Resta un passo «storico» come lo definisce Yair Lapid (e Biden lo conferma), il primo ministro israeliano, un patto che i mediatori inviati dalla Casa Bianca hanno potuto mettere insieme solo con il benestare di Hezbollah da Beirut: l'organizzazione filo-iraniana ha per mesi minacciato di attaccare la piattaforma per l'estrazione del gas spedendo droni intercettati dall'aviazione. Adesso i due Paesi possono continuare le operazioni senza dover rischiare la guerra.
Energean, la società britannico-greca che ha preso in concessione il bacino di Karish dagli israeliani, è più avanti nei lavori, sta già testando i tubi per trasportare il gas verso la costa a nord di Haifa. I libanesi rinunciano alle pretese su questa zona e in cambio ottengono di poter partire con le esplorazioni anche in un tratto rivendicato dagli israeliani versando al «nemico» parte dei proventi.

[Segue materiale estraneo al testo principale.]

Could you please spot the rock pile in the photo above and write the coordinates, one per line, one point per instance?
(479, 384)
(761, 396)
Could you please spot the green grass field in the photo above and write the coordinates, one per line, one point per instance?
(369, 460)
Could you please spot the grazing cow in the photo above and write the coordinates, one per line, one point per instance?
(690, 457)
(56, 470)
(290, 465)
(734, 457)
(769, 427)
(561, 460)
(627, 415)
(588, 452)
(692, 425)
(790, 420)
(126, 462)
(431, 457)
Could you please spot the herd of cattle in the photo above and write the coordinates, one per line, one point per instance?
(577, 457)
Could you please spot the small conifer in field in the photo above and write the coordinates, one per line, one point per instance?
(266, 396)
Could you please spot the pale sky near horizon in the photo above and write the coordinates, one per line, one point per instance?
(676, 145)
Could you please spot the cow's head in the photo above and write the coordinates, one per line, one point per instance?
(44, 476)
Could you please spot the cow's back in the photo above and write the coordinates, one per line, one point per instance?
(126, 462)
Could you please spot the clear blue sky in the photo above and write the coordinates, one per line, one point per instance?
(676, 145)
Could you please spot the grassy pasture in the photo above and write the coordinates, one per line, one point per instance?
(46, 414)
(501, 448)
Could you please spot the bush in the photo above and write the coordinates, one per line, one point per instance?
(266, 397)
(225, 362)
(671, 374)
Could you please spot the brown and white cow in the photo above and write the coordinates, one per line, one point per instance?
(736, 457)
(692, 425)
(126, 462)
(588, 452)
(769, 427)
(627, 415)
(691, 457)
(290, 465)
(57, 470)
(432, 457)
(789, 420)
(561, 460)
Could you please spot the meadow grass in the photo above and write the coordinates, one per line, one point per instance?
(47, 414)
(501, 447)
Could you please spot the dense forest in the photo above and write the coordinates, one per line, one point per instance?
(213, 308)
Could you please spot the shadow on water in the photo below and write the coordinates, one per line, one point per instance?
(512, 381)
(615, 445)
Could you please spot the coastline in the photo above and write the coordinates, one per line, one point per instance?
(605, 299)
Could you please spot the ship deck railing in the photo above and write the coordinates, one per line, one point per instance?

Prima di sapere quanto valga il giacimento ci vorranno mesi, per sfruttarlo anni, immediata è la speranza che serva a risollevare l'economia libanese disastrata. L'intesa tra le nazioni che non hanno rapporti diplomatici - Israele ha occupato il sud del Libano dal 1982 al 2000, con Hezbollah ha combattuto per 34 giorni di conflitto nell'estate del 2006 - potrebbe contribuire a alleggerire i problemi di approvvigionamento di gas verso l'Europa dopo le ritorsioni russe.
joe biden in israele yair lapid
Ormai gli americani sembrano considerare infattibile il progetto East Med, duemila chilometri di tubature tra Cipro, Grecia, fino all'Italia. È più probabile che le estrazioni israeliane vadano in Egitto e da lì vengano trasportate liquefatte via nave. Il governo di Lapid deve riuscire a ratificare l'accordo entro la fine del mese, il primo novembre si vota. È una corsa contro il tempo: il parlamento ha due settimane per discutere i dettagli, due petizioni sono state presentare alla Corte Suprema per bloccare tutto. Bibi Netanyahu, capo della destra all'opposizione che spera di tornare al governo, ha già annunciato di essere contrario e di voler cancellare la firma dovesse riprendersi il potere («è una capitolazione a Hezbollah»).
«Il problema è che i politici israeliani - commenta Anshel Pfeffer, editorialista del quotidiano Haaretz - stanno sfruttando il patto a fini elettorali e rischiano di farlo saltare. Lapid lo esalta oltre la sua reale portata: non è la pace, 140 missili di Hezbollah restano puntati verso Israele. Mentre Netanyahu, che se fosse stato premier avrebbe anche lui parlato di trionfo, vuole affossare il successo dell'avversario».